Uppal. et al. [20] extracted 3-gram vectors from dynamic API call sequence and then used the odds ratio to select the most important vectors. Finally, they applied SVM model to complete malicious judgment. Mohammed K. Alzaylaee et al. [17] used the tool DynaLog to extract 178 behaviour features of applications execution process and then used the information gain algorithm to select the most important 120 from them. In order to increase the accuracy of the model, the authors extracted permission requested by the application and formed a 420-dimensional feature vector. Finally, the authors used DNN (deep neural network) to determine maliciousness. Fang et al. [21] constructed a TFIT (trace frequency information table) to save the number of API calls. After that, they calculated the weight of each API call according to TFIT and selected the most important API calls. Finally, they fed the selected API calls into XGBoost. Yong Qiao et al. [8] used a frequent itemset mining algorithm to find frequent API calls from the API call sequence and then used frequent item sets as features for malware clustering. Singh et al. [22] utilized Cuckoo Sandbox to capture the application’s dynamic API call sequence and then checked whether a certain API appeared as feature. Kim J. et al. [23] counted the frequency of each API in dynamic API call sequence as feature. Afterward, the maliciousness of applications was judged by comparing the difference in API call counts.
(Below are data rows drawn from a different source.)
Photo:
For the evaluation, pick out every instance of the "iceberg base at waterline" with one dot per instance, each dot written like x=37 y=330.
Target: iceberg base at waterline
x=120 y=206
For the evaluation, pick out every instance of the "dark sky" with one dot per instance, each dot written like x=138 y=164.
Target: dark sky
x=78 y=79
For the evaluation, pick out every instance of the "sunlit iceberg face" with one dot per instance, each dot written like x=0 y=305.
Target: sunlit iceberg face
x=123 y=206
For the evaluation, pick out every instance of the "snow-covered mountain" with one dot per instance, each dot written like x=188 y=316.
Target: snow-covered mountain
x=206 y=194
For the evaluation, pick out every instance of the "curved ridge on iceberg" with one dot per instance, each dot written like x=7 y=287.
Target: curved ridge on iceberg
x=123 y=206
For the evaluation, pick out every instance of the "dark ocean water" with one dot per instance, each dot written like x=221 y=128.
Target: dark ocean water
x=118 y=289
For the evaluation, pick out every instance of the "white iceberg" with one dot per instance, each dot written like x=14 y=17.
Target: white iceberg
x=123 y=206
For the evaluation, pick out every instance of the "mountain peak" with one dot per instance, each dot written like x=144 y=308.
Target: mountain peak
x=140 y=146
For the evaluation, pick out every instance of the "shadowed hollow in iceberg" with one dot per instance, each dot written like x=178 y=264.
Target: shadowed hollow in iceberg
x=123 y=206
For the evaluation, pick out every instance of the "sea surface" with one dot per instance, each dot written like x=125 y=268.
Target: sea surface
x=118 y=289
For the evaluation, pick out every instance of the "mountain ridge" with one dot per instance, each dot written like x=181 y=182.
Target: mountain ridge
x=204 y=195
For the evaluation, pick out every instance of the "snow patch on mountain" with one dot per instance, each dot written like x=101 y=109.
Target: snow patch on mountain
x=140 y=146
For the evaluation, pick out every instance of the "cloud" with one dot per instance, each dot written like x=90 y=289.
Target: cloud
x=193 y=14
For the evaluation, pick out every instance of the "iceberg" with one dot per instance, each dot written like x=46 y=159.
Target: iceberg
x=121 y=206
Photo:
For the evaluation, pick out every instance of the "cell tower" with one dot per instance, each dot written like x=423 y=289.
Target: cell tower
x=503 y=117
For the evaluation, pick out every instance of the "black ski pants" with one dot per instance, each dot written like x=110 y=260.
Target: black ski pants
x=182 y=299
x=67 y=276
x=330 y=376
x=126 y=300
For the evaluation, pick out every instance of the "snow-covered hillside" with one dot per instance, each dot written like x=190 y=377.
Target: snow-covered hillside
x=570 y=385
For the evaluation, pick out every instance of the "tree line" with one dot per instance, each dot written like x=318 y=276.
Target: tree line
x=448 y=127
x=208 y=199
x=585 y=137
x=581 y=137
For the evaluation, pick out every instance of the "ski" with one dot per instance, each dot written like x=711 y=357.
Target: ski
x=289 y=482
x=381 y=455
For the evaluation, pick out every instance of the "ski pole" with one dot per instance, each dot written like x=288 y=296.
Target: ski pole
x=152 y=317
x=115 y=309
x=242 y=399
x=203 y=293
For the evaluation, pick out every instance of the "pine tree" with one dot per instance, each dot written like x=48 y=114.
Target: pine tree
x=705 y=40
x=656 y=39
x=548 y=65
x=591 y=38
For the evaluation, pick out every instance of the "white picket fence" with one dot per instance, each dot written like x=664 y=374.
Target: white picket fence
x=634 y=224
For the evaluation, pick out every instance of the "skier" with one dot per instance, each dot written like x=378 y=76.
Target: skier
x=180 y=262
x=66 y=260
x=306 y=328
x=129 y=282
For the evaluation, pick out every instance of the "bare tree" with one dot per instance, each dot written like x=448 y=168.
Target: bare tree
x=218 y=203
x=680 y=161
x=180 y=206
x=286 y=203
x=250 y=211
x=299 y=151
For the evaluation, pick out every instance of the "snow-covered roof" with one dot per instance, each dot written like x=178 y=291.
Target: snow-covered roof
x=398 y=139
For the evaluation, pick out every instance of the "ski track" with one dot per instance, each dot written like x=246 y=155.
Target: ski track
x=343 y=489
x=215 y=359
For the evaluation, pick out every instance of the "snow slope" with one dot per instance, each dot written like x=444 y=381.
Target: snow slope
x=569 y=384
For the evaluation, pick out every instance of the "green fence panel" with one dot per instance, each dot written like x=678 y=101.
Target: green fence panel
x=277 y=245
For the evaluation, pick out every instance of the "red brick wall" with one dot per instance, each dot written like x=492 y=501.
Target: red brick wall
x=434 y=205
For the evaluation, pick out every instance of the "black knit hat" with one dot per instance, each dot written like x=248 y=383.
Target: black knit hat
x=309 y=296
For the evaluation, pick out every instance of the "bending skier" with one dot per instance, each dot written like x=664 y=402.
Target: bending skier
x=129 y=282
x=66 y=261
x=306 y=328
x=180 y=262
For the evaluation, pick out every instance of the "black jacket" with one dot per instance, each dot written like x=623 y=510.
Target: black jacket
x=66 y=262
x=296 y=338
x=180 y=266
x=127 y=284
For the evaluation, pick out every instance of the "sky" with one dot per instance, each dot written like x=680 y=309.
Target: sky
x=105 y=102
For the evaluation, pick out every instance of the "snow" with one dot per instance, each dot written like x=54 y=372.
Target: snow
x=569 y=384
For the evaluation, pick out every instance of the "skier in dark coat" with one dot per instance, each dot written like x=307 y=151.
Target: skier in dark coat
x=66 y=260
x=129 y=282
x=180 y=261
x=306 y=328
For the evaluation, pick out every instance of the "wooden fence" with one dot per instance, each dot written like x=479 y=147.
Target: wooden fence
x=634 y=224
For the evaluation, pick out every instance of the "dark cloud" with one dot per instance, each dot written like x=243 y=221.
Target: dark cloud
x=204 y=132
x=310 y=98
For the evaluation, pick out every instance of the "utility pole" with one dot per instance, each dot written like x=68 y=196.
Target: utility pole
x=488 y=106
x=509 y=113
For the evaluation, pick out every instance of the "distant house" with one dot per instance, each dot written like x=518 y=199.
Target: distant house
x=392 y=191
Merely using statistical features will lose the order information of API call sequence. However, the order of API calls is very important; different orders can indicate different behaviours. For example, getContentResolver().query()socket.getOutputStrean().write() can complete the behaviour of stealing user information, but, if conversely, there is no such behaviour. Such statistical methods damage the accuracy of malicious detection. At the same time, due to the excessive number of APIs, there are too many feature dimensions, which can easily cause overfitting problem and reduce the generalization ability of malicious detection.

2.2. Malware Detection Based on a Fixed-Length Subsequence of Dynamic API Call Sequence

Xi Xiao et al. [9] extracted the system call sequence during application execution and then applied the LSTM model to extract the information in the sequence. In order to adapt the length of the sequence to the LSTM (Long Short-Term Memory) model, the authors truncateed the sequence, limiting the length of the sequence to 500. Wenqi Xie et al. [10] proposed an algorithm to segment the system call sequence. They first cut the system call sequence into fixed-length subsequences and then labeled each subsequence. Finally, the LSTM model is used to determine the maliciousness of each subsequence. Zhaoqi Zhang et al. [11] proposed a method to map an API and its parameters to a fixed-length vector. The LSTM model is used to determine its maliciousness based on the vector. Kolosnjaji et al. [12] proposed a scheme to integrate CNN and LSTM models. The method first uses CNN (convolutional neural network) to learn a set of features and then uses LSTM to determine the maliciousness. Pascanu et al. [13] proposed a phased detection model, including feature extraction stage and malicious detection stage. In the feature extraction phase, they used the RNN (recurrent neural network) to predict the next API call based on the previous sequence of API calls. In the classification stage, RNN is frozen, and all API outputs are converted into feature vectors by maximum pooling for classification.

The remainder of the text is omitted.